Disability: genuinely curious

There is a way around this. A lot of employers offer disability insurance. Yes, it's something else coming out of your paycheck (if your employer doesn't cover it), but it would probably be enough to live off of for most people. My short term disability insurance kicks in after I've been out of work for 30 days and covers me for 90 days, then my long term disability insurance kicks in after 90 days and goes on forever, pretty much. Both would give me 60% of my salary, and with both, I only have to go without income for 30 days.

And that's because I chose that option. There is a short term disability option that kicks in after 15 days, but I think I would be okay for 30 days so I chose the lower cost option.

I don't know what the burden of proof is, but either way, it's a heck of a lot faster to get than going through the government to try to qualify for disability.

I personally would not go to work without disability insurance since I have a mortgage and a car payment and I know what a high risk field I work in, but to each his own.

I had both short and long term disability insurance policies when I initially went on what I anticipated to be an 8 week medical leave to have a spinal cord stimulator implanted in March 2007. (I had previously applied for intermittent FMLA when I was initially diagnosed with RSD/CRPS.) Long story short due to some cardiac issues my surgery was delayed. Trial stimulator was the end of Aug, permanent implant begining of Sept. 2007. During that time my FMLA ran out. I continued to contact employee health and my manager every week as required. No one bothered to tell me that HR had terminated me. I only found out when my surgeons office tried to verify benefits and they said I was no longer covered. I was able to apply for COBRA and we proceeded with surgery. I received both my STD & LTD benefits during that time but I was out a job.

The spinal cord stimulator was a success and when my surgeon released me I was able to then reapply to my old unit. I was rehired. (By the way, the reason I went back is because there was only one major hospital where we lived.) I worked for 4 months before my SCS failed and my RSD progressed to a point where working was no longer an option. Because I had only been back at work for four months I no longer qualified for benefits from my STD & LTD policies. We fought it, filed appeals, consulted attorneys--to no avail. I was just screwed. There is something wrong with a system that actually penalizes you for trying to return to work.

I was fortunate that unlike the majority of people I did not have to fight long & hard to qualify for SSDI. I was approved the first time I applied. I was able to carry COBRA (I carried all our family on my insurance) for 18 months and then we qualified for our states Risk Pool insurance coverage. Both were outrageously expensive but it was the only option available other than going without insurance.

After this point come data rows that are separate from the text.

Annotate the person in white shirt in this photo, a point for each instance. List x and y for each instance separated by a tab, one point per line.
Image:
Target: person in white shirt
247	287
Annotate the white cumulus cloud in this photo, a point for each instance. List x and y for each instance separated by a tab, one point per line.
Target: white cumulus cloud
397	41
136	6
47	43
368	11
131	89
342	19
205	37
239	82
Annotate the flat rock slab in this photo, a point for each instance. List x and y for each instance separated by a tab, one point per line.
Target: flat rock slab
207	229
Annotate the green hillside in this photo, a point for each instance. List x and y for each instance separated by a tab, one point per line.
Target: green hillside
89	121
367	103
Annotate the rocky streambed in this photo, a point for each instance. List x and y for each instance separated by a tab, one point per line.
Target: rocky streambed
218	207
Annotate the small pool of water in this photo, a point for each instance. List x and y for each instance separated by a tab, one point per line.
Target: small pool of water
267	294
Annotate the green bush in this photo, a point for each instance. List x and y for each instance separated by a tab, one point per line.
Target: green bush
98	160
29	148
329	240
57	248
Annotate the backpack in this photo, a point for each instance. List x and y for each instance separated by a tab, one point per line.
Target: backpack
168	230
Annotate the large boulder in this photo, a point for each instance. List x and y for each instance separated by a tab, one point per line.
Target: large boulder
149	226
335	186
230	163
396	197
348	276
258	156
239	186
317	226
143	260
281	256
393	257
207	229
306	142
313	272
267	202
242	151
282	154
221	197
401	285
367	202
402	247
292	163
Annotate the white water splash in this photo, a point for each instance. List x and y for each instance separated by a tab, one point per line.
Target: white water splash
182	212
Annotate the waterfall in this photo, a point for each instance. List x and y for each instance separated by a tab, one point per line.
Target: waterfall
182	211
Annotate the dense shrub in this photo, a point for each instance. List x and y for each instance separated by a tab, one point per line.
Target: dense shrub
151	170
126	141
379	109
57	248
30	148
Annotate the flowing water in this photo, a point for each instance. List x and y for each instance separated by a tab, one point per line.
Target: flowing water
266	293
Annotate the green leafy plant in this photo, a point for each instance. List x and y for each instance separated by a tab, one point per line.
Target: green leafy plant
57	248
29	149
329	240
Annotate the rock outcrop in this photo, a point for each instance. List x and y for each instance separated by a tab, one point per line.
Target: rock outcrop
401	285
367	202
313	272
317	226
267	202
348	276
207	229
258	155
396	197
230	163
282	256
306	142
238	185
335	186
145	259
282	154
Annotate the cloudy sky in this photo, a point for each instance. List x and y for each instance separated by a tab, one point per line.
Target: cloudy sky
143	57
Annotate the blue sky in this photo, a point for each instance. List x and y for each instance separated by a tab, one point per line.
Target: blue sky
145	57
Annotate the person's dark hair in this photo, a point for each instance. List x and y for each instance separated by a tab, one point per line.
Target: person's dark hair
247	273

I can see where that would be a sore topic on a unit. I am in an outpatient clinic so wonder more about the general public than nurses.

I know we can't do much about some of our aches and pains until we get some good ratios. Even then though....

Many of the general public go out of their way looking for a way to collect disability so they can sit on their butts at home collecting a "paycheck" while others of us go to work. I've seen my cousins do it. I've seen strangers brag about it. And when I had my knees (both of them) replaced, I saw patients both in the orthopedist's office and the PT clinic attempting to scam themselves a disability diagnosis. How do I KNOW they were scamming? The patient who was in so much pain she leaned on her walker in the doctor's office was somehow able to sprint for a bus, nearly crashing into me while I was hobbling my way out of the door. The one who was arguing loudly with the PA about how she was in so much pain she couldn't work and needed more of that "pain stuff that starts with a D" looked pretty lively when she was out in the parking lot fighting with her man about why she wasn't able to score the script. Physically fighting, not verbally. And the woman who was "working out" next to me in the PT clinic spent most of her time in the clinic moaning about how much pain she was in, how she couldn't do the exercises and the therapist needed to write to her doctor and tell him it was all too difficult for her. My husband says she lives just down the street from us and had no trouble shoveling snow that same day (while her teenaged son built a snowman.)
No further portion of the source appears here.